Specialists point out that there are a small number of burials that have been found in the UK with skeletons wearing heavy iron rings. However, unlike Great Casterton's irons, these rings were too constricting to be worn during one's lifetime. Experts at the Museum of London Archaeology (MOLA) therefore believe, as they explain in a statement, that the rings were added after death, as:
[...] symbolic chains intended to demean the dead or stigmatise the wearer as a criminal or slave in the afterlife. Some Roman written sources also mention the use of iron restraints to prevent the restless dead from rising and influencing the living.
Michael Marshall, MOLA expert, explains thusly:
For living wearers, irons were both a form of imprisonment and a method of punishment, a source of discomfort, pain and stigma that could leave scars even after their removal. However, the discovery of chains in a burial suggests that they may have been used to exert power over the dead as well as the living, suggesting that some of the symbolic consequences of imprisonment and slavery may extend even beyond death.

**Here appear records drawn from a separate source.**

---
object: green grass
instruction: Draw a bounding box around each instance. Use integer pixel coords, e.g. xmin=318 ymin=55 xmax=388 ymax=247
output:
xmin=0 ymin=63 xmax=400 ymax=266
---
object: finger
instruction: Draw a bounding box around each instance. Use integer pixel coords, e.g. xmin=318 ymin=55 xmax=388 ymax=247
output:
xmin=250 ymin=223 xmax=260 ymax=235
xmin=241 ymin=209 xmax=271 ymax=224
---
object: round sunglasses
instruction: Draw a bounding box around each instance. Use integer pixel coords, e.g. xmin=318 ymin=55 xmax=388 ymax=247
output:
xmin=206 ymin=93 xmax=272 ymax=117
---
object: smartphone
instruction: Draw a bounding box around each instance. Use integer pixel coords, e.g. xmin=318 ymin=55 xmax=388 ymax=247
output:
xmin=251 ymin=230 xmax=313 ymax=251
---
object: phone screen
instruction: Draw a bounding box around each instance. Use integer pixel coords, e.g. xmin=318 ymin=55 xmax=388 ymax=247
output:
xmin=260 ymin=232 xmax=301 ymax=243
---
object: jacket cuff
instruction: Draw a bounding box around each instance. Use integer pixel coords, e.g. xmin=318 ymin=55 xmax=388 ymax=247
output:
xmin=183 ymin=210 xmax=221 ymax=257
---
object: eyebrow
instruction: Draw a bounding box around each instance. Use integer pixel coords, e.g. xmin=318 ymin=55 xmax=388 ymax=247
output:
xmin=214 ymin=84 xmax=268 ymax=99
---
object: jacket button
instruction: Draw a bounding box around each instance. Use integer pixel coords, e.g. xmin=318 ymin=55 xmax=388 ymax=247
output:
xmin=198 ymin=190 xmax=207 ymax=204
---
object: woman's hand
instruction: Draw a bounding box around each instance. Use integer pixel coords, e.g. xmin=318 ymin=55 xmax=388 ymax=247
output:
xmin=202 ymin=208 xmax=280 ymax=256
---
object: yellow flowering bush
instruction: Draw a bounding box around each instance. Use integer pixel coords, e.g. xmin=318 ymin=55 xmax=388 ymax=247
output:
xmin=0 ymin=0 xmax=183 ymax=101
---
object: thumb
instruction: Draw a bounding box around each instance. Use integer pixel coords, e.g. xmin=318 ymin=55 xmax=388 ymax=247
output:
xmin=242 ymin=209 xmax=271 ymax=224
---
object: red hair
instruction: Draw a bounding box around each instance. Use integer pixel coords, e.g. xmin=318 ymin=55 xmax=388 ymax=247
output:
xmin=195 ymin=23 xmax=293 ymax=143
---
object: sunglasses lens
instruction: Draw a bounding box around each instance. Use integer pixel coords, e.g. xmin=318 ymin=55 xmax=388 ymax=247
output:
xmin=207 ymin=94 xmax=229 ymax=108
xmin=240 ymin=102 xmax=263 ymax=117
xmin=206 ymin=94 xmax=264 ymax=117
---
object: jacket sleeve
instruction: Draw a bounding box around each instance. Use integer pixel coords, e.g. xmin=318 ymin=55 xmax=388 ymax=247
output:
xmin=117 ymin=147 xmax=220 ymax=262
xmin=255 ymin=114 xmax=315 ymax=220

Who was the Great Casterton skeleton?
A question then arises: who was the skeleton found at Great Casterton, why was he wearing irons, and why were they not removed after his death? After studying the body at length, the MOLA experts established that the man had led a physically demanding life. He had an old injury to his leg, which had since healed. The cause of death, however, remains unknown.
The MOLA experts also studied the way in which the man was buried. They deduced from the uncomfortable position of the skeleton that he had been buried informally, in a ditch rather than in a grave. This is important because there is a Roman cemetery only 60 metres away. It is therefore possible that the man was deliberately buried just outside, to separate him from those buried in the cemetery.